# College Math Teaching

## October 25, 2013

### A Laplace Transform of a function of non-exponential order

Many differential equations textbooks (“First course” books) limit themselves to taking Laplace transforms of functions of exponential order. That is a reasonable thing to do. However I’ll present an example of a function NOT of exponential order that has a valid (if not very useful) Laplace transform.

Consider the following function: $n \in \{1, 2, 3,...\}$

$g(t)= \begin{cases} 1,& \text{if } 0 \leq t \leq 1\\ 10^n, & \text{if } n \leq t \leq n+\frac{1}{100^n} \\ 0, & \text{otherwise} \end{cases}$

Now note the following: $g$ is unbounded on $[0, \infty)$, $lim_{t \rightarrow \infty} g(t)$ does not exist and
$\int^{\infty}_0 g(t)dt = 1 + \frac{1}{10} + \frac{1}{100^2} + .... = \frac{1}{1 - \frac{1}{10}} = \frac{10}{9}$

One can think of the graph of $g$ as a series of disjoint “rectangles”, each of width $\frac{1}{100^n}$ and height $10^n$ The rectangles get skinnier and taller as $n$ goes to infinity and there is a LOT of zero height in between the rectangles.

Needless to say, the “boxes” would be taller and skinnier.

Note: this is an example can be easily modified to provide an example of a function which is $l^2$ (square integrable) which is unbounded on $[0, \infty)$. Hat tip to Ariel who caught the error.

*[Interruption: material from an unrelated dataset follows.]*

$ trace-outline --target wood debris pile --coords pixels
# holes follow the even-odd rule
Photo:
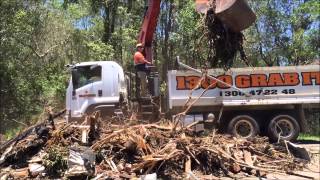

It is easy to compute the Laplace transform of $g$:

$G(s) = \int^{\infty}_0 g(t)e^{-st} dt$. The transform exists if, say, $s \geq 0$ by routine comparison test as $|e^{-st}| \leq 1$ for that range of $s$ and the calculation is easy:

$G(s) = \int^{\infty}_0 g(t)e^{-st} dt = \frac{1}{s} (1-e^{-s}) + \frac{1}{s} \sum^{\infty}_{n=1} (\frac{10}{e^s})^n(1-e^{\frac{-s}{100^n}})$

Note: if one wants to, one can see that the given series representation converges for $s \geq 0$ by using the ratio test and L’Hoptial’s rule.